Evaluates cond as an expression. If nonzero, the then argument's tokens are pushed back for rescan; otherwise the else argument's tokens are. The branches are raw token spans, not expressions.

%str(IDENT)

Stringifies a single WORD token into a STRING token wrapping the identifier text in double quotes. The argument must be exactly one word token. The resulting STRING flows through emission like any bare string literal: %str(foo) produces the same output bytes as "foo" (66 6F 6F). Use it when the identifier is built up from macro arguments or ## paste and you want its text emitted as bytes.

String emission

A "..." token reaching the output stream is decoded into raw bytes, one two-hex-digit WORD token per byte. hex2++ coalesces hex digits across whitespace, so the result reassembles into a contiguous byte sequence at link time. No NUL terminator is appended; write 00 explicitly (or use \0) if you need one. Recognised escapes inside the string are:

\n  0x0A    \t  0x09    \r  0x0D    \0  0x00
\\  0x5C    \"  0x22    \xNN  byte NN (two hex digits)

Any other backslash escape is an error. Example: :msg "hi\n" emits 68 69 0A immediately after defining :msg.

Strings inside expression arguments (e.g. (strlen "literal")) and inside %str(IDENT) are not decoded — the string atom is read by the expression evaluator instead.

%local(NAME)

Looks up the zero-parameter macro <frame>_FRAME.<NAME>, where <frame> is the currently active %frame, and emits its body. Errors if no frame is active or the field is undefined. NAME must be exactly one WORD token.
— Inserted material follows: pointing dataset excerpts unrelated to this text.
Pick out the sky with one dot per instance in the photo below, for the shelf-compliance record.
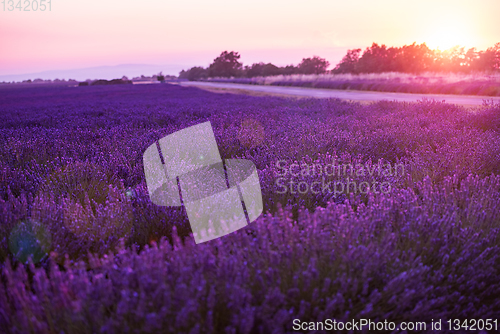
(179, 34)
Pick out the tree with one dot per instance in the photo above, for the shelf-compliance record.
(314, 65)
(349, 63)
(226, 65)
(194, 73)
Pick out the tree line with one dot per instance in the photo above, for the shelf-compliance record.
(417, 59)
(412, 58)
(228, 65)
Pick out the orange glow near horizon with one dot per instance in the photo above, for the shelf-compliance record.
(95, 33)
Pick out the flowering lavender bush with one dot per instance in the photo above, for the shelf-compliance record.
(71, 162)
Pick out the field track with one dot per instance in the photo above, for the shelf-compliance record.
(360, 96)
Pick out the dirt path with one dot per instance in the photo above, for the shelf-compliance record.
(360, 96)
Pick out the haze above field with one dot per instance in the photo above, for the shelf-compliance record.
(80, 35)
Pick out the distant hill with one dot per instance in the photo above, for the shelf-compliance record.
(100, 72)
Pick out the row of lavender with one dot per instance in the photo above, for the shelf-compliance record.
(476, 87)
(72, 163)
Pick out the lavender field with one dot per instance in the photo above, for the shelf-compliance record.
(104, 259)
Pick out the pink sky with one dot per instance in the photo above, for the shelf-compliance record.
(78, 34)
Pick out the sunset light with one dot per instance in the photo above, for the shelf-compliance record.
(449, 35)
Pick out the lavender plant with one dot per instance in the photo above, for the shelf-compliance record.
(71, 163)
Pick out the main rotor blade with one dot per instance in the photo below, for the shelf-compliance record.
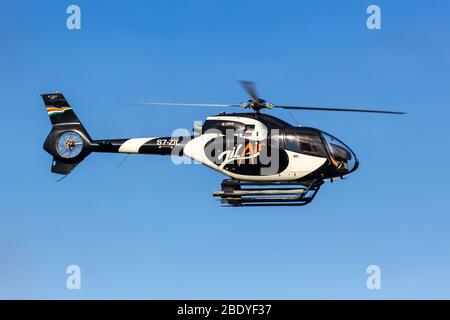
(249, 86)
(181, 104)
(340, 109)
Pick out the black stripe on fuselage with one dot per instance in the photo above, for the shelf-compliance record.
(160, 145)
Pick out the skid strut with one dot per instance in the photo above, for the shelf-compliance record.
(237, 193)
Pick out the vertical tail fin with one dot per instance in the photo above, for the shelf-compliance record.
(68, 141)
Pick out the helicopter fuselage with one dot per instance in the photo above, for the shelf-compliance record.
(250, 147)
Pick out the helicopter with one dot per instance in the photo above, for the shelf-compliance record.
(267, 161)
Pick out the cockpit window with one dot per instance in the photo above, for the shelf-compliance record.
(306, 143)
(311, 144)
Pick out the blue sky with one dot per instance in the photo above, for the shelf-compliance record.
(150, 229)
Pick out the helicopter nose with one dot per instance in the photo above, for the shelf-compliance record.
(355, 166)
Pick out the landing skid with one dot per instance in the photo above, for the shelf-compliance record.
(236, 193)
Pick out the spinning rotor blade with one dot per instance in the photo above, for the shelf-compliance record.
(249, 86)
(181, 104)
(340, 109)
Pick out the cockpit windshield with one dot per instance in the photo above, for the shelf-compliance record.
(343, 156)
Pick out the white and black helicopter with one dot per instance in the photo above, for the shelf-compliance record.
(268, 161)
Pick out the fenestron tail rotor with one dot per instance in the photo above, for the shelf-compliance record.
(257, 104)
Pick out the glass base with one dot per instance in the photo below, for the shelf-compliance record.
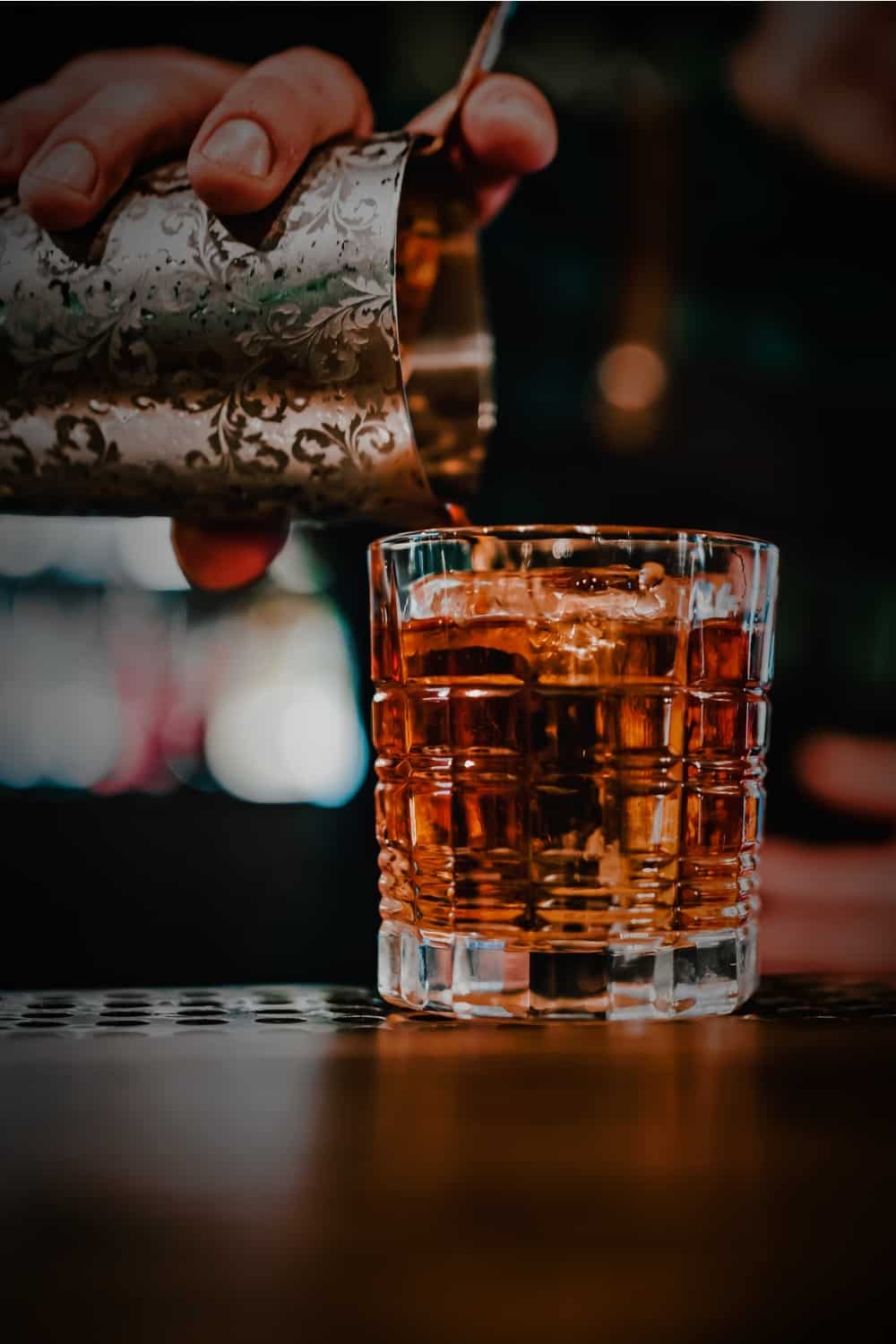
(700, 975)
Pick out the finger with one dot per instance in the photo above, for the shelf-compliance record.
(508, 131)
(220, 559)
(807, 876)
(772, 70)
(857, 774)
(825, 73)
(853, 126)
(27, 120)
(142, 107)
(257, 137)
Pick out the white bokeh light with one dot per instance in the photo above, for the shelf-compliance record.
(147, 556)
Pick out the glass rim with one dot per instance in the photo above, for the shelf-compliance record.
(563, 531)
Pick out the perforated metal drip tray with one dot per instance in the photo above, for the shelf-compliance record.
(160, 1012)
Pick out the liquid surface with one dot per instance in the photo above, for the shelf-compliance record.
(565, 760)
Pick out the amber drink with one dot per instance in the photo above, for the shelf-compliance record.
(570, 728)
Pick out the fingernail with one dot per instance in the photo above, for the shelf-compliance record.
(69, 166)
(241, 145)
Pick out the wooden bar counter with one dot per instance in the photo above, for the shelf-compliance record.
(253, 1164)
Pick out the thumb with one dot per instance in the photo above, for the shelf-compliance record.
(857, 774)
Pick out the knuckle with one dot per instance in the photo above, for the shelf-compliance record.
(34, 105)
(88, 66)
(314, 70)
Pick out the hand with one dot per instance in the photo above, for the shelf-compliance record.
(828, 74)
(70, 144)
(833, 908)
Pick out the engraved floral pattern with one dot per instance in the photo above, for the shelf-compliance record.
(172, 351)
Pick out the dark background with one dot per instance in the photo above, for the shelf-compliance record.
(774, 311)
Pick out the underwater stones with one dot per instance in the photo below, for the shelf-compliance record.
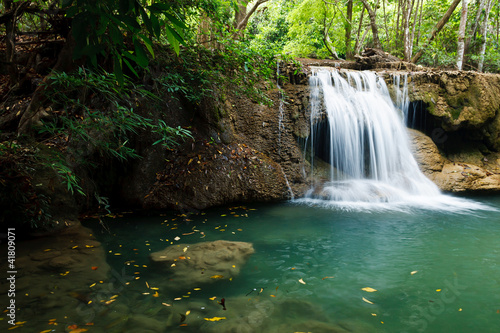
(207, 262)
(145, 323)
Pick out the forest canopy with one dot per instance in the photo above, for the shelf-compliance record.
(87, 76)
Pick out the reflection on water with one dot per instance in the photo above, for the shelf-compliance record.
(313, 270)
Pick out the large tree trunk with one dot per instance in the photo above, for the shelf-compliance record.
(373, 22)
(359, 40)
(407, 8)
(475, 25)
(461, 35)
(35, 110)
(484, 33)
(348, 50)
(412, 38)
(436, 30)
(242, 17)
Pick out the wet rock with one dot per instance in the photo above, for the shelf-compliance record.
(452, 176)
(426, 153)
(192, 264)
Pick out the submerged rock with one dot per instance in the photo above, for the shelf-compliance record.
(207, 262)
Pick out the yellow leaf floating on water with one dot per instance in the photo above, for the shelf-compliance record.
(367, 301)
(215, 318)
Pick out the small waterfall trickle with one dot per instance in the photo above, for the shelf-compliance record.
(360, 133)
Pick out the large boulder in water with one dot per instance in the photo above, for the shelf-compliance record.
(191, 264)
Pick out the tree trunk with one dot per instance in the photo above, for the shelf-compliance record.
(10, 43)
(35, 110)
(406, 28)
(242, 17)
(373, 22)
(358, 36)
(461, 35)
(436, 30)
(326, 32)
(420, 21)
(475, 24)
(484, 33)
(348, 50)
(412, 38)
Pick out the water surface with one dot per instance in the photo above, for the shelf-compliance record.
(433, 271)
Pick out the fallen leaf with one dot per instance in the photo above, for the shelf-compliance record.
(367, 301)
(215, 318)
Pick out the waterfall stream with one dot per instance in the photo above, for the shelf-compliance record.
(358, 132)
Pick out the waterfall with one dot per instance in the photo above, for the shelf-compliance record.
(358, 136)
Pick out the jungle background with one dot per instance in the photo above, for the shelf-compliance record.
(85, 86)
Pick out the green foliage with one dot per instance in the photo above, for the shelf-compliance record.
(96, 117)
(20, 202)
(169, 134)
(122, 29)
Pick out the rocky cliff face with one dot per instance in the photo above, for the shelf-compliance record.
(251, 152)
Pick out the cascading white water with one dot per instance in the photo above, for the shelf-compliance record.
(358, 131)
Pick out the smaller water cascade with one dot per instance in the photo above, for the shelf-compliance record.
(359, 140)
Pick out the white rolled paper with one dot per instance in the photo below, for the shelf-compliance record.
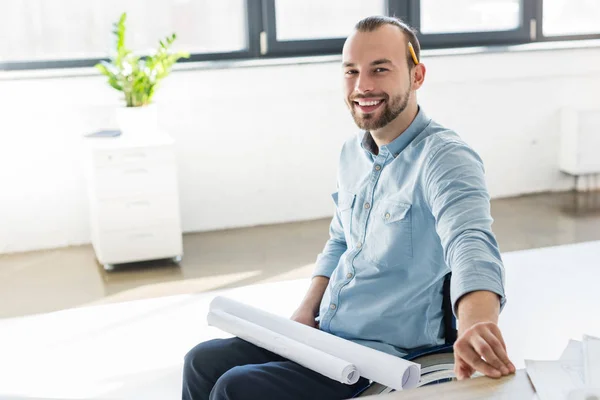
(372, 364)
(316, 360)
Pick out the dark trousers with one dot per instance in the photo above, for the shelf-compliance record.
(233, 369)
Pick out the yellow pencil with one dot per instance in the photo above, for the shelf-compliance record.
(412, 53)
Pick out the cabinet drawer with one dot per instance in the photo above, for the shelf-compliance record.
(121, 157)
(136, 180)
(136, 212)
(138, 245)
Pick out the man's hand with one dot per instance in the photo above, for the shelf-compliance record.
(309, 307)
(304, 316)
(481, 348)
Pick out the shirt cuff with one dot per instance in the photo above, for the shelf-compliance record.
(323, 269)
(459, 289)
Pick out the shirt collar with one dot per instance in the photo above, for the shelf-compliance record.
(401, 142)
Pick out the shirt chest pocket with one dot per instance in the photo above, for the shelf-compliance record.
(344, 202)
(389, 239)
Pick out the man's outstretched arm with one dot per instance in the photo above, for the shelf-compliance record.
(460, 203)
(480, 346)
(309, 307)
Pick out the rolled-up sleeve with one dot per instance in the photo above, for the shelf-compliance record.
(335, 247)
(459, 201)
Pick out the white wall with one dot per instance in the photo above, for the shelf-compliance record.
(260, 145)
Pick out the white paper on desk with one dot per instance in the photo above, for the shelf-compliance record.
(323, 363)
(573, 353)
(554, 380)
(372, 364)
(591, 360)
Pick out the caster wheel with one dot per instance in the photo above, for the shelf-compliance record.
(177, 259)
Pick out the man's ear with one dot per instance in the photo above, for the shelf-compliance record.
(418, 75)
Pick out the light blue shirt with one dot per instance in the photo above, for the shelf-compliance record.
(405, 217)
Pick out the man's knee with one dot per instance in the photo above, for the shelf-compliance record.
(199, 358)
(237, 383)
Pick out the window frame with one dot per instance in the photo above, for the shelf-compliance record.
(272, 47)
(520, 35)
(261, 37)
(253, 28)
(540, 37)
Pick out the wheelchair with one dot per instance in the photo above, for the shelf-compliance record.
(437, 362)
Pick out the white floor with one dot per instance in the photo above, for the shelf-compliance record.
(135, 350)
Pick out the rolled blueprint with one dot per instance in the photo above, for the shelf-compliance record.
(372, 364)
(316, 360)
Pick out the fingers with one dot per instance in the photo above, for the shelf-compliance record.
(497, 345)
(482, 349)
(488, 351)
(461, 369)
(474, 360)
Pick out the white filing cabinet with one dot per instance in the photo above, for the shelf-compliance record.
(133, 196)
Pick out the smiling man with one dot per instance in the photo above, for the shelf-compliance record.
(412, 206)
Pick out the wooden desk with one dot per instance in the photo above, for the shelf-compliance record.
(517, 386)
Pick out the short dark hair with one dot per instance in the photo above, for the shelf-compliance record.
(370, 24)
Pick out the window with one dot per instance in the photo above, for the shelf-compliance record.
(318, 19)
(77, 33)
(81, 29)
(571, 17)
(443, 16)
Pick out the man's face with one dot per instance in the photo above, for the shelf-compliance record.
(376, 75)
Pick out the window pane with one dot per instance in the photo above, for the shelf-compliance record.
(572, 17)
(76, 29)
(443, 16)
(318, 19)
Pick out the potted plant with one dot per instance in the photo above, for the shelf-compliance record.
(138, 78)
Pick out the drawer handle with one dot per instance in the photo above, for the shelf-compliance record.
(141, 235)
(138, 203)
(136, 171)
(135, 155)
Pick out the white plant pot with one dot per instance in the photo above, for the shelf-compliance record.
(137, 121)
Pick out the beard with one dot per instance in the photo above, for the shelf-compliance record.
(392, 108)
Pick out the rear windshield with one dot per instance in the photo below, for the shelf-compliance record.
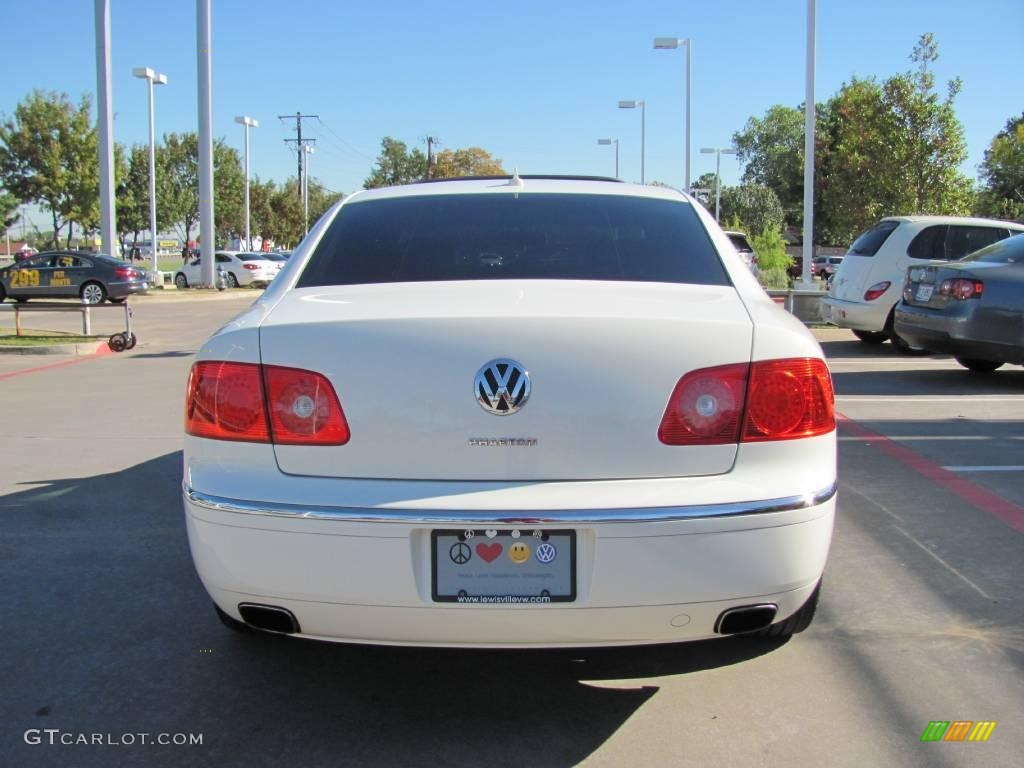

%local is also recognized as an expression atom, so it composes with %(...) arithmetic: %(+ %local(off) 4) evaluates as expected.

The intended pattern combines %struct, %frame, and %local for named stack-frame access:

%struct foo_FRAME { saved_buf saved_len }
:foo
.scope
%frame foo
%enter(%foo_FRAME.SIZE)
;; %local(saved_buf) -> 0, %local(saved_len) -> 8
%eret
%endframe
.endscope

Expression language

Expressions are Lisp-shaped S-expressions. Atoms are integer literals (decimal, or any base accepted by strtoull/strtoll, including 0x...) or zero-arg macro calls that evaluate to integer tokens.

Calls:

(+ a b ...)   (- a b ...)   (* a b ...)   (~ a)
(/ a b)       (% a b)       (<< a b)      (>> a b)
(& a ...)     (| a ...)     (^ a ...)
(= a b)       (!= a b)
(< a b)       (<= a b)      (> a b)       (>= a b)
(strlen "literal")

Inside an expression, a %NAME that names a zero-parameter (or invokable) macro is expanded and its tokens are re-parsed as a sub-expression. This is how %struct and %enum-generated names compose into arithmetic.

Limits

Various limits are fixed at compile time. See the code for values.

Resource
input bytes
output bytes
total token text
source tokens
macro body tokens
expansion pool tokens
macros
parameters per macro
stream stack depth
expression frames

Exceeding any limit aborts with an error message on stderr.

Errors

On failure, m1pp prints m1macro: <reason> to stderr and exits 1. See code for reasons.